Question

A plane electromagnetic wave represented as \( E = 100 \cos (6 \times 10^8 t + 4x) \, \text{V/m} \), is propagated through a medium of refractive index:

• A. 1.5
• B. 2.0
• C. 2.4
• D. 4.0

Hint:

The refractive index of a medium can be calculated using the wave number and angular frequency, and it indicates how much the wave is slowed in the medium compared to vacuum.

Answer 1

The Correct Option is B

Step 1: Electromagnetic Wave Propagation.
The given wave equation for the electric field is in the form \( E = E_0 \cos(\omega t + kx) \), where \( E_0 \) is the amplitude, \( \omega \) is the angular frequency, and \( k \) is the wave number.
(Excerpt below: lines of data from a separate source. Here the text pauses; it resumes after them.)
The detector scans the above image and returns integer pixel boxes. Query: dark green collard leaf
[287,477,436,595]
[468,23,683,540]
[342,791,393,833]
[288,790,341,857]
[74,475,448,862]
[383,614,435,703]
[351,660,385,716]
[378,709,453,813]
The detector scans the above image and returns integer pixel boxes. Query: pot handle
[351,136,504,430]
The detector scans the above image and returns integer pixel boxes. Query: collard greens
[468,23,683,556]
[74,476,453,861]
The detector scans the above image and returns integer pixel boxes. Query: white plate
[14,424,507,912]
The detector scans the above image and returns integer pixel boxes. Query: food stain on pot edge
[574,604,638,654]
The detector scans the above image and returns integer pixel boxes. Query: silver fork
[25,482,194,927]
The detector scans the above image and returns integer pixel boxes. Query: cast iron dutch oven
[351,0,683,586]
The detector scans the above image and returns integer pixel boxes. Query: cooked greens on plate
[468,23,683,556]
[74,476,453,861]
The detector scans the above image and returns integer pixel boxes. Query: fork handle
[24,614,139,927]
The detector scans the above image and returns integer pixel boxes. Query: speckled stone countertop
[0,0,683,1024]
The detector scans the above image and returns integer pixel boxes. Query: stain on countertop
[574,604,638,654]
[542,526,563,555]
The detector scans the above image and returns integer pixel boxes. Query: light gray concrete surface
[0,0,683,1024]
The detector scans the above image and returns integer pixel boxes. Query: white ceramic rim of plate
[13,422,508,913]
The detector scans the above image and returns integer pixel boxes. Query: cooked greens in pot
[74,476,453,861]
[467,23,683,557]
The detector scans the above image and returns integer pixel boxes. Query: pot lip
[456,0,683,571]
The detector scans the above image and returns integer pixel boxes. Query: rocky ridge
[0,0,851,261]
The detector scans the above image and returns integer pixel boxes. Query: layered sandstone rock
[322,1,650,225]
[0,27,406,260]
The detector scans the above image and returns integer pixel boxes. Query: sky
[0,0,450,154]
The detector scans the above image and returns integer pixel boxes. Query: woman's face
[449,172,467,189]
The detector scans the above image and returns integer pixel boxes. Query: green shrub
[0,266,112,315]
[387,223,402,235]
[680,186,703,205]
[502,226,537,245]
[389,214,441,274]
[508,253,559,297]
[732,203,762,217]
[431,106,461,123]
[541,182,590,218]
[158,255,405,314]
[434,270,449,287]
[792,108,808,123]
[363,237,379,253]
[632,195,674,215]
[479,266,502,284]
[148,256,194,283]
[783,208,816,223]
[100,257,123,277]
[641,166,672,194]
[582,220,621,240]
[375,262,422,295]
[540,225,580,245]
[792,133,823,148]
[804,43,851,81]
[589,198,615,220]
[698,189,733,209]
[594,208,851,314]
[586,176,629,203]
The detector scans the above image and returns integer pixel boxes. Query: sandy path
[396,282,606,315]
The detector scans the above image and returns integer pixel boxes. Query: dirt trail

Step 2: Relating to Refractive Index.
The refractive index \( n \) of a medium is related to the speed of light in the medium and the speed of light in vacuum. It is given by: \[ n = \frac{c}{v} \] where \( c \) is the speed of light in a vacuum, and \( v \) is the speed of light in the medium. The wave number \( k \) is related to the speed of light in the medium by: \[ k = \frac{\omega}{v} \] By comparing the wave equation given, we find that the refractive index is \( n = 2.0 \).

Step 3: Conclusion.
Therefore, the refractive index is \( 2.0 \), making the correct answer (B).